Bahwa untuk melaksanakan ketentuan Pasal 19 (2) Undang-undang Nomor 25 tahun 2004 tentang  Sistem Perencanaan Pembangunan Nasional, perlu menetapkan  Peraturan Menteri Pendidikan dan Kebudayaan  tentang Rencana Strategis kementerian Pendidikan dan Kebudayaan tahun 2015-2019.
·      Keputusan Kepala Badan Penelitian dan Pengembangan serta Pendidikan dan Pelatihan Kementerian Agama Republik Indonesia  Nomor 79 Tahun 2015 tentang Pedoman Penetapan Spesialis Widyaiswara Kementerian Agama.
a.       Bahwa dalam rangka meningkatkan profesionalisme widyaiswara  Kementerian Agama  dalam mendidik, mengajar dan melatih  agar tercipta proses pendidikan yang efektif dan efesien perlu ditetapkan spealisasikan bagi widyaiswara Kementerian Agama.
b.      Bahwa berdasarkan pertimbangan sebagaimana  dimaksud dalam huruf a, perlu menetapkan Keputusan Badan Kepala Penelitian dan pengembangan serta Pendidikan dan Pelatihan Kementerian Agama tentang Pedoman Penetapan Spesialis Widyaiswara Kementerian Agama.
·      Peraturan Kepala Lembaga Administrasi Negara Nomor 37 Tahun 2015 tentang Pedoman Penyelenggaraan Pendidikan dan Pelatihan Reform Leader Academy.
a.       Bahwa seorang pemimpin pada instasi pemerintah dituntut  untuk mampu merespon kebutuhan perubahan di sektor Publik.
b.      Bahwa untuk dapat memperbaiki layanan dan meningkatkan kinerja sektor publik maka perlu dilakukan peningkatan kompetensi pimpinan melalui penyelenggarakan pendidikan dan pelatihan.

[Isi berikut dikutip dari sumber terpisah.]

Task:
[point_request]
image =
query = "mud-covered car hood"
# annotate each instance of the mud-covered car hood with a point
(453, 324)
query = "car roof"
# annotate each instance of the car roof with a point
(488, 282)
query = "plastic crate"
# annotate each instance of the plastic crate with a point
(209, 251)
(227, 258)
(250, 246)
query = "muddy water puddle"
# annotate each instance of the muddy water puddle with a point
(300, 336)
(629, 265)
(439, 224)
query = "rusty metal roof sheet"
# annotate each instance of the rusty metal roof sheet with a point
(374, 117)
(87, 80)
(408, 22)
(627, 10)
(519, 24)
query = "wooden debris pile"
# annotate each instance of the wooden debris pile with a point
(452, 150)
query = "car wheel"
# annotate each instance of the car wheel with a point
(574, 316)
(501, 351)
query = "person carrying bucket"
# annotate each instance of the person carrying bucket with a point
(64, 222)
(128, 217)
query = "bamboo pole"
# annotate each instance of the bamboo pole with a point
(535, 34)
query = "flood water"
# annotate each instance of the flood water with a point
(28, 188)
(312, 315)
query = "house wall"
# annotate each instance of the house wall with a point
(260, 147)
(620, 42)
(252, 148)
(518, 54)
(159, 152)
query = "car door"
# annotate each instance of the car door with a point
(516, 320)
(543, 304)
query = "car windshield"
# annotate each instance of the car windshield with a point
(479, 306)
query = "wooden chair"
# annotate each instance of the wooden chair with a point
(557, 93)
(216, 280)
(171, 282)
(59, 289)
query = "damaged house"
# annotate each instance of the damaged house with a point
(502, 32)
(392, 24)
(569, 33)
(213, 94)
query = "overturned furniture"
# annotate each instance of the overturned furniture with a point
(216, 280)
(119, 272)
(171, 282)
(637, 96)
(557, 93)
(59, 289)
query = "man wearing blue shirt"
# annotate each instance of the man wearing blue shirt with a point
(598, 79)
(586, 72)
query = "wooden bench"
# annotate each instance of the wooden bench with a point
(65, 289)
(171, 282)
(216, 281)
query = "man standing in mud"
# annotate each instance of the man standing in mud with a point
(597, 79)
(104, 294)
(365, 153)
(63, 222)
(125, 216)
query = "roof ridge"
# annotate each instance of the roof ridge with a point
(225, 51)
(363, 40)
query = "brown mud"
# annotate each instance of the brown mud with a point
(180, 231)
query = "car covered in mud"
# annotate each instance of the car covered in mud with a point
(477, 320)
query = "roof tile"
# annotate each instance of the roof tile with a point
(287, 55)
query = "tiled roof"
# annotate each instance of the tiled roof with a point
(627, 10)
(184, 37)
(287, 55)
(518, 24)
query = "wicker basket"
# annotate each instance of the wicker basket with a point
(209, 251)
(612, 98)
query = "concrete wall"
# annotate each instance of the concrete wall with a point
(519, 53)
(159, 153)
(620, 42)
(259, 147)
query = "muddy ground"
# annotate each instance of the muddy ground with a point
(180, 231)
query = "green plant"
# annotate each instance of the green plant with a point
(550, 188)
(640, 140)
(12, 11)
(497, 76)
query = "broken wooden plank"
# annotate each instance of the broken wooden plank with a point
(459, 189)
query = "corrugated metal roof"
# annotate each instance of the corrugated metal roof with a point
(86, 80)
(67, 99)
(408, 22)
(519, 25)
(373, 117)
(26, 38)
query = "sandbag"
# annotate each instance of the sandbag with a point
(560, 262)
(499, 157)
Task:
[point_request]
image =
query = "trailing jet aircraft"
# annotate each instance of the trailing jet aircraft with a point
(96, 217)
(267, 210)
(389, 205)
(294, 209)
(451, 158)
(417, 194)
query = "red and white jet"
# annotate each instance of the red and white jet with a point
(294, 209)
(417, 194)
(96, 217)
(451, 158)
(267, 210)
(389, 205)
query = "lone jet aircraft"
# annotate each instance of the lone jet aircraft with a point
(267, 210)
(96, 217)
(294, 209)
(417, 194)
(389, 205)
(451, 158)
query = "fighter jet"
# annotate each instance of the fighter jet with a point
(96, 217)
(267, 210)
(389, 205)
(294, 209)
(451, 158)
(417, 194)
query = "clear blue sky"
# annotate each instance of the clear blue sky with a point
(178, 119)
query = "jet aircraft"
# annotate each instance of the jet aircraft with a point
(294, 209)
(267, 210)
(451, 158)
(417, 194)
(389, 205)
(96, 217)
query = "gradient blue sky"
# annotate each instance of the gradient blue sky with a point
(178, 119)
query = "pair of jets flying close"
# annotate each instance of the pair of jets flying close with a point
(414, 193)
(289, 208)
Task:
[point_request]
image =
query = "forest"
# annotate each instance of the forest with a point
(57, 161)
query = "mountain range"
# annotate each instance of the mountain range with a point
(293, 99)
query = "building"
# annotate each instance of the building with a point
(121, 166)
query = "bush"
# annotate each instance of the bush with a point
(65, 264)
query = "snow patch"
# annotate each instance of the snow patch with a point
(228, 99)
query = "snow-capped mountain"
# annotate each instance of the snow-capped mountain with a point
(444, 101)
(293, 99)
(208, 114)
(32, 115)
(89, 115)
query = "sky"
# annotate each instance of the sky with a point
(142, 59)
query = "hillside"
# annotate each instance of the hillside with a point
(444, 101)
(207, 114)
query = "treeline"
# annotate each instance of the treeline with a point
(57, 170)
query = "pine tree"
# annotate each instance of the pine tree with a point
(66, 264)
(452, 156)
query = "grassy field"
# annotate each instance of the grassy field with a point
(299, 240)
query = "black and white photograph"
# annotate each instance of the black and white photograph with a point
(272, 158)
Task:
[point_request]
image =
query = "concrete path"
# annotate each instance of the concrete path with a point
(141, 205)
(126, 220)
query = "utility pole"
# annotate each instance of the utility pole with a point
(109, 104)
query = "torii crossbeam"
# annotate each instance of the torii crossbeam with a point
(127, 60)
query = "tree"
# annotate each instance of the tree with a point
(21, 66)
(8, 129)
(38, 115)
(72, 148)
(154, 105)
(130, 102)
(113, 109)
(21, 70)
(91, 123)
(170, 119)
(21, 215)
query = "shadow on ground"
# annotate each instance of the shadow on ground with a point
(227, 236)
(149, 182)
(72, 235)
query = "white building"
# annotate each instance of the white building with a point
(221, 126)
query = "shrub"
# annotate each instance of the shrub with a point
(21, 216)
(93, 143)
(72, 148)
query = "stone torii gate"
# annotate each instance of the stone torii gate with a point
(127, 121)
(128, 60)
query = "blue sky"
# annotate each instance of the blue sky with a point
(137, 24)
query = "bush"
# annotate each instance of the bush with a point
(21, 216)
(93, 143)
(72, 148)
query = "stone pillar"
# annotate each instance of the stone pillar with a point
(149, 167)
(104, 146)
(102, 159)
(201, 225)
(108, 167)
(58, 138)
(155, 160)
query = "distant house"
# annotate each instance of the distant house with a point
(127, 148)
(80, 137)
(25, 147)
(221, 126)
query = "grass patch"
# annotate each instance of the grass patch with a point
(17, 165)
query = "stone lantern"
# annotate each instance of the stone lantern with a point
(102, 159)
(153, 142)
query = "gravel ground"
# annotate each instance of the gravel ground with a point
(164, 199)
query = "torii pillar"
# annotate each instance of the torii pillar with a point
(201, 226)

c.       Bahwa menyelenggarakan pendidikan dan pelatihan sebagaimana dimaksud huruf b diatur dalam peraturan kepala lembaga Administrasi Negara Nomor 8 tahun 2013 tentang Pedoman Penyelenggaraan Pendidikan dan Pelatihan Kepemimpinan Reformasi Birokrasi yang saat ini tidak ada lagi sesuai dengan kebutuhan dan tuntunan lingkungan strategik sehingga dipandang perlu untuk diubah.

















BAB III
PENUTUP
A.      Kesimpulan

Regulasi didefinisikan sebagai peraturan yang diundangkan oleh pemerintah yang mempengaruhi kegiatan badan-badan lain. Perbedaan pendidikan dan pelatihan kedua istilah itu pada intinya mengarahkan bahwa pelatihan dimaksudkan untuk membantu meningkatkan kemampuan pegawai melaksanakan tugas sekarang, sedangkan pendidikan lebih berorientasi pada peningkatan produkktivitas kerja pegawai di masa depan. Akan tetapi perbedaan itu tidak perlu ditonjolkan karena kedua pengertian itu umumnya digunakan bersama-sama.